Introduction: Handmade Harry Potter Wands
If you've read Harry Potter, or at least seen the movies, then you know that a wizard's wand is a very important tool. You also know that wizards and witches have some level of attachment to their wands, and perhaps vice versa, as "the wand chooses the wizard." I'm no wizard, but I like making things and I like Harry Potter, so I made my version of a wand from the world of Harry Potter. I don't have a magical attachment to it, but the time spent meticulously carving it led to an attachment nonetheless.
These are fun to make and collect, and they would make heartfelt gifts, as they are made by hand and can be custom designed.
Step 1: Materials and Tools
- Wooden Dowel (I chose a 4-foot long 3/4" poplar dowel for $2.99 at my local hardware store, but a smaller diameter would also work)
(The saw, file, and knife are all on my Leatherman multitool, which made it convenient for me)
- Sandpaper (coarse and fine grit, I got sheets of 120 and 220 grit sandpaper for 99 and 79 cents, respectively)
- Stain, finishing oil, paint, etc.
- Mineral oil, spray lacquer, etc.
* If you have access to power tools, use them. These wands could potentially be made entirely with electric sanders and such, which makes it easy. I have limited access to those kinds of tools, so I did everything by hand.
Step 2: Customize the Dimensions
Since my dowel was 4 feet long, 3 16-inch sections can be perfectly cut from it. I made my wand about 16 inches long, which is actually pretty large according to J.K. Rowling. I suppose normal wands are from 10-14 inches, but those seem a bit short for me.
I made marks at 1/8" , 6" , 6 3/4" , and 16" from the end of the dowel. I butted up the end against the wall and held my pencil in place while spinning the dowel to get even marks around the circumference.
The 1/8" was a buffer from the red dye they use to mark the end of the dowel - I just chopped it off. This means my handle is just under 6 inches long. The 3/4 inch section was carved into a ball-shaped accent - if you use a smaller diameter of dowel, match the size of this "ball" to that measurement.
Cut your wand blank from the larger dowel at the 16" mark in my case.
Step 3: The Rounded Accents
Using the file, make two grooves at the 6" and 6 3/4" marks. Then, holding the file at an angle, widen the gaps and eventually round them to make nice curves.
Round the end of the handle the same way.
Step 4: The Spiral Handle
To make a spiral pattern in the handle, file away 2 rings about half an inch from either end of the handle. These rings will be where the spiral stops and starts, and provides a neat transition for those.

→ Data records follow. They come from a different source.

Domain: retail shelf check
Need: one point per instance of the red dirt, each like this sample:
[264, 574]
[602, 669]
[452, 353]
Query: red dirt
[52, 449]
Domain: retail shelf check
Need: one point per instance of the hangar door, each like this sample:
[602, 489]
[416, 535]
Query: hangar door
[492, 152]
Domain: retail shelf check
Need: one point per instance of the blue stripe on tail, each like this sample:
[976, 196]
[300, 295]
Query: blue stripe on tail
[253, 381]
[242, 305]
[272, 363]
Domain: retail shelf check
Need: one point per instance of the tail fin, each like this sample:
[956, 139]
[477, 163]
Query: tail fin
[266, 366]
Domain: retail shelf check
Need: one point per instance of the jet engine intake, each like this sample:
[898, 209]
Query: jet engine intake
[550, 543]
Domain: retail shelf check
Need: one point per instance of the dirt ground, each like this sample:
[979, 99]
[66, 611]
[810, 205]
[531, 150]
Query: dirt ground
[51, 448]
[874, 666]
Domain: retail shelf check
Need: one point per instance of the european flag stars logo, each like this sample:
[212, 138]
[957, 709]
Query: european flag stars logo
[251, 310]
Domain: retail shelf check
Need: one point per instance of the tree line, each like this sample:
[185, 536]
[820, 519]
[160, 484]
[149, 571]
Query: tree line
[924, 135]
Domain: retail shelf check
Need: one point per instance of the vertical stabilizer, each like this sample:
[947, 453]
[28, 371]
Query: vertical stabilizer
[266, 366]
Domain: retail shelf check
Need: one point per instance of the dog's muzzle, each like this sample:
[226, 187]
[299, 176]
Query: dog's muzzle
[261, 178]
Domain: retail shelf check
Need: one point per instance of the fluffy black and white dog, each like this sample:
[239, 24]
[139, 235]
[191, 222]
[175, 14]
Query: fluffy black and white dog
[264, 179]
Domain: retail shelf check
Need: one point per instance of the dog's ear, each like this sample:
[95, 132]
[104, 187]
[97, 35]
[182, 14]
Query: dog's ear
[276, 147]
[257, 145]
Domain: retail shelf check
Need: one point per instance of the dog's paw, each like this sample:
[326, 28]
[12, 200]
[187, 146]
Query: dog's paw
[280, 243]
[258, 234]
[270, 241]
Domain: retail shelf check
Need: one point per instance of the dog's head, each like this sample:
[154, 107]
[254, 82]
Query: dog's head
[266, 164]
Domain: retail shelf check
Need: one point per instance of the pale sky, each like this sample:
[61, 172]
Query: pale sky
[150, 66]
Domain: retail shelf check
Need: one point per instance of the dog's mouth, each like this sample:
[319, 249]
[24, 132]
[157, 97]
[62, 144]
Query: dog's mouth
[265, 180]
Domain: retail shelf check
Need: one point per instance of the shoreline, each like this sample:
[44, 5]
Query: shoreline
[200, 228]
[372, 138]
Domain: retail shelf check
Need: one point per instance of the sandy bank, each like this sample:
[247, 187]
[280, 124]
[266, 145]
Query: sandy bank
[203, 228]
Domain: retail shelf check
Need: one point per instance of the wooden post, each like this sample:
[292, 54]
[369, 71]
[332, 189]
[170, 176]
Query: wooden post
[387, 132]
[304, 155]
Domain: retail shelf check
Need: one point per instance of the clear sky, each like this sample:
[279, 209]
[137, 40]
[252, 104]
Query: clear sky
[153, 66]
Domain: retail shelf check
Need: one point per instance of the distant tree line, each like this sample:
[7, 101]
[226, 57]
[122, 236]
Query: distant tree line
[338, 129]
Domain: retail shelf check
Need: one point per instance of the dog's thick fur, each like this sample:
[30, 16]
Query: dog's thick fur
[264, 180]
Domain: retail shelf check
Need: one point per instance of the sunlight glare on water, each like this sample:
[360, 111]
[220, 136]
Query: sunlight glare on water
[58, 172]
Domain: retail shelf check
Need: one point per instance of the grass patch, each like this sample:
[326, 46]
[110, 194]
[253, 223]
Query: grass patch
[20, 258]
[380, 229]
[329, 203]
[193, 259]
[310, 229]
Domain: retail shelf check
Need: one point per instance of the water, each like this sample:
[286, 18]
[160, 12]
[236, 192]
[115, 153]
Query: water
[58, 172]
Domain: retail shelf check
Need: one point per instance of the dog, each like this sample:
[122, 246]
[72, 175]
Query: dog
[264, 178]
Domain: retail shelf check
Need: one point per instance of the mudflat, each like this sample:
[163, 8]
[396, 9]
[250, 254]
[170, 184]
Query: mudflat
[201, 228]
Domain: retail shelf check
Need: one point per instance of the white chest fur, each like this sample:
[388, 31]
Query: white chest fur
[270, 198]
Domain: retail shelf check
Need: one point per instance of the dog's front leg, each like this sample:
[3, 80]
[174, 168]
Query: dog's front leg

- Tie the string to one of those grooves, and then begin looping the string down the handle, adjusting as you go for consistent distances. Slip the end into the other groove and secure it by tying or just by wrapping it around a few times.
- Trace along the path the string makes with a pencil and remove the string.
- File away a groove that follows the line you just drew, and deepen it and widen it with the file or a small roll of sandpaper. The curved shape of a tightly rolled strip of sandpaper creates a smooth groove.
- Do the same to the two rings you started with.
Step 5: The "Blade"
The blade was the most difficult part for me. I knew that sanding or filing it down from the stock shape would take forever, so I whittled it down with a knife first. Poplar is soft, so I kept splitting off huge chunks and making large divets on accident. Luckily, I didn't pit the surface too bad and everything sanded out.
The trick is to make short, light passes with your knife and remove the material a little at a time. For a tapered blade, you will obviously remove more material from the end, but don't see that as an opportunity to dig your knife in to make it go faster. You could easily split off half the thickness of the wand, which is not a good thing.
After the rough taper is achieved by whittling, sand out any imperfections with coarse sandpaper.
Step 6: Sanding & Finishing
Sand all surfaces smooth with fine sandpaper - 220 grit in my case.
I didn't do extra sanding on the spiral groove, as I was hoping that it would appear darker after staining - I think a rough surface absorbs more of the stain. It worked reasonably well.
Follow the directions for your stain of choice. I bought a quart of Minwax Early American stain for 7 dollars at Walmart - I like the color.
The stain left the wand kind of dull and . . . dry feeling(?), so I used mineral oil to give it a smooth and glossy sheen. This is an optional step, but it makes the wand have a more golden glow. Wipe off all excess oil afterwards.
That's it! Your wand is done, and by now you should be proud of it regardless of imperfections. Have fun collecting these as you make more!
Step 7: Explore Other Designs
These are all wands I made before posting this Instructable. They are made out of 1/2" poplar, and most of them are just spray painted. There are different design details in each of them, so feel free to combine those aspects or mix and match them to your liking. They all utilize the basic techniques expressed in my Instructable.
Thanks for taking a look at my project! I really hope you try this one out, and please post pictures if you make it.
Thanks to everyone that voted for me in the Wizarding Contest!